Suns owner Mat Ishbia: ‘I don’t know what the second tax apron’ is

Mar 8, 2024, 6:23 AM | Updated: 1:01 pm

PHOENIX — The intentions were immediately made clear.

When the Phoenix Suns traded for Bradley Beal in the offseason, a story from ESPN’s Brian Windhorst detailed Phoenix’s plans to “explode” through the second tax apron recently implemented via the latest collective bargaining agreement.

Some of the limitations have already hit the Suns, such as who they could and couldn’t sign on the buyout market, and more are coming. Aggregating salaries in trades going forward? Nuh-uh. Not happening. A mid-level exception in free agency? Nope. Minimum signings only.

But even with those in place, the Suns can still maintain their team and sign free agents to pricey contracts. It just has to be their own, as having a hold on a player’s Bird rights will allow them to keep inflating their cap number. This applies to both key impending free agents for Phoenix: Grayson Allen and Royce O’Neale.

The only downside is the amount of money the Suns have to pay. The penalties get worse the higher the tax bill gets and more severe the longer Phoenix remains a tax team. The acquisition of O’Neale, for example, added over $20 million to it because of the increase in salary, per Arizona Sports’ John Gambadoro.

All that matters is, well, paying it. And Suns owner Mat Ishbia has walked the walk so far and is certainly talking the talk.

“I don’t know what the second tax apron (is) — what is that? Nah I’m just kidding,” Ishbia joked Thursday.

His message has been about every decision coming down to just one factor, and that is if it is going to help the Suns win. Retaining both Allen and O’Neale would immensely. Letting them go and replacing them with minimum contract signings would be a gigantic downgrade to what Ishbia and company have developed into a great core of four role players around Beal, Devin Booker and Kevin Durant.
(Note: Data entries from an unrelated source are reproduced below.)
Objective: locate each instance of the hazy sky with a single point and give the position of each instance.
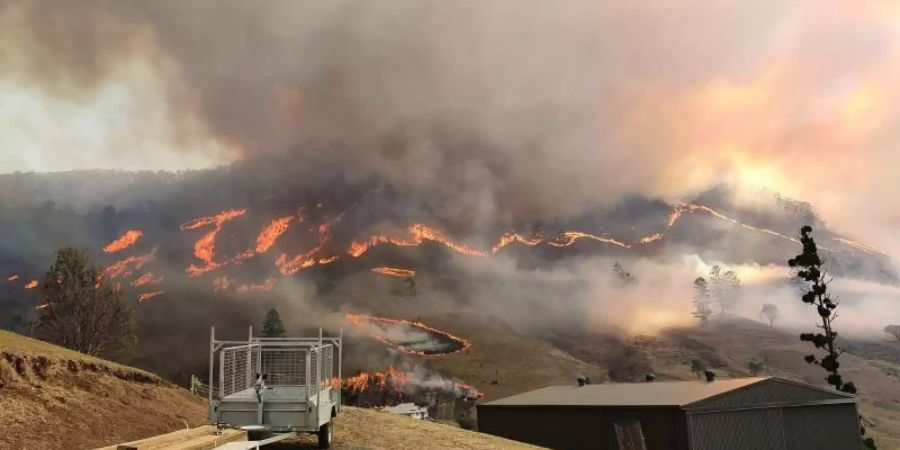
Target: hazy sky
(544, 105)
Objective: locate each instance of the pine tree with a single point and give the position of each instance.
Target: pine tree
(82, 311)
(273, 327)
(811, 271)
(702, 310)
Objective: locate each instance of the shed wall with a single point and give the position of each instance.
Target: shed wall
(826, 427)
(580, 428)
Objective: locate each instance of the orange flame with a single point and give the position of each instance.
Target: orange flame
(148, 295)
(395, 272)
(397, 380)
(271, 233)
(147, 278)
(225, 282)
(204, 248)
(359, 320)
(127, 266)
(126, 240)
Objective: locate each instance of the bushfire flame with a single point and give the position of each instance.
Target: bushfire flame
(129, 265)
(359, 320)
(148, 295)
(395, 272)
(399, 381)
(126, 240)
(205, 247)
(147, 278)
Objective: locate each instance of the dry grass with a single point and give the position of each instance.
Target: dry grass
(53, 398)
(357, 428)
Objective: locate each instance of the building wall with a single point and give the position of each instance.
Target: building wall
(826, 427)
(583, 428)
(820, 427)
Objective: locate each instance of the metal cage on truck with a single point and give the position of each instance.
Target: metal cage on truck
(281, 385)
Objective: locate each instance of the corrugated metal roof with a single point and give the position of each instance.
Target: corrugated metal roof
(657, 393)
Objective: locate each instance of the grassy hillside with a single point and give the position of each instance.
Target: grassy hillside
(54, 398)
(358, 428)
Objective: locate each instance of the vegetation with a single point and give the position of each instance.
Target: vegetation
(80, 310)
(756, 367)
(725, 288)
(625, 277)
(272, 327)
(811, 271)
(698, 366)
(702, 308)
(771, 312)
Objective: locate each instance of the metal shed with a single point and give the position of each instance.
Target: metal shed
(736, 414)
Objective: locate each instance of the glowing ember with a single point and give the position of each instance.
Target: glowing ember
(225, 283)
(204, 248)
(397, 381)
(126, 240)
(861, 246)
(414, 338)
(395, 272)
(148, 295)
(271, 233)
(128, 266)
(147, 278)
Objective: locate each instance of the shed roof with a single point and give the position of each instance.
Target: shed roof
(657, 394)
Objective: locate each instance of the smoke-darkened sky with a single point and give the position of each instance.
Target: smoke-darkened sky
(524, 108)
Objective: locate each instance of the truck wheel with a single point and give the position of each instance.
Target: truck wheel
(325, 434)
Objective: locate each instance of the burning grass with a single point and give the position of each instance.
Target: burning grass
(414, 338)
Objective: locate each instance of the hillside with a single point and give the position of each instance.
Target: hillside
(359, 428)
(54, 398)
(726, 345)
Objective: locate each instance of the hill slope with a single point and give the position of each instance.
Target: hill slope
(54, 398)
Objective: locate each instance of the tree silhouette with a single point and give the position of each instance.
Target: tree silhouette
(811, 271)
(625, 277)
(702, 310)
(272, 326)
(81, 311)
(771, 312)
(725, 288)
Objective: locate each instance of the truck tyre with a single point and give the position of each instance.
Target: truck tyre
(325, 435)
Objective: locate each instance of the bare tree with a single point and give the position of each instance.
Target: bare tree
(725, 288)
(81, 311)
(771, 312)
(702, 310)
(811, 271)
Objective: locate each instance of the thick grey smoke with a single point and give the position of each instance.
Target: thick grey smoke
(506, 110)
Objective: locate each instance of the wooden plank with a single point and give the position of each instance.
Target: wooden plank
(198, 435)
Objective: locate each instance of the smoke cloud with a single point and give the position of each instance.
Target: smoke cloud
(498, 109)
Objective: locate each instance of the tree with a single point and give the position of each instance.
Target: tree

The play of Allen, O’Neale, Jusuf Nurkic and Eric Gordon is a part of why Phoenix still has an upside that reaches winning a title. Losing any of those guys could be the difference in that upside dropping.

“We’re trying to win a championship and we’re gonna try this year and then we’re gonna try to figure out how to do it next year,” Ishbia said. “And signing free agents is what it’s gonna take. And having someone’s Bird rights gives you an advantage to be able to keep those players even if you’re into the luxury tax. We’re not frivolous with money and just spending money to spend money. What we’re trying to do is win a championship and build the best team possible.”

The restrictions the second apron can inflict naturally inspire the thought processes around the NBA’s front offices of how to approach it. Phoenix’s aforementioned decision is easy to see.

Commissioner Adam Silver was in town on Thursday for the Suns announcing they are the home for the 2027 NBA All-Star Game, and he spoke on what the league has seen happen as a result of the aprons so far.

“It’s a balance,” Silver said. “Mat — as you would expect and hope as a fan of his team — wants to do everything he possibly can to compete and then from a leaguewide basis we want to create the best possible competition among the 30 teams and this is the balance we found through negotiations with the players association.”

Silver noted how successful the NBA has been in regards to parity recently, and the aprons seemingly are the latest effort to keep that a reality going forward.

Contending franchises will require someone bold with deep pockets and an incredible dedication to winning in order to stay in the picture at the top strictly through player retention.

Ishbia is by all accounts that guy. And his ultimate moment to prove it comes this summer.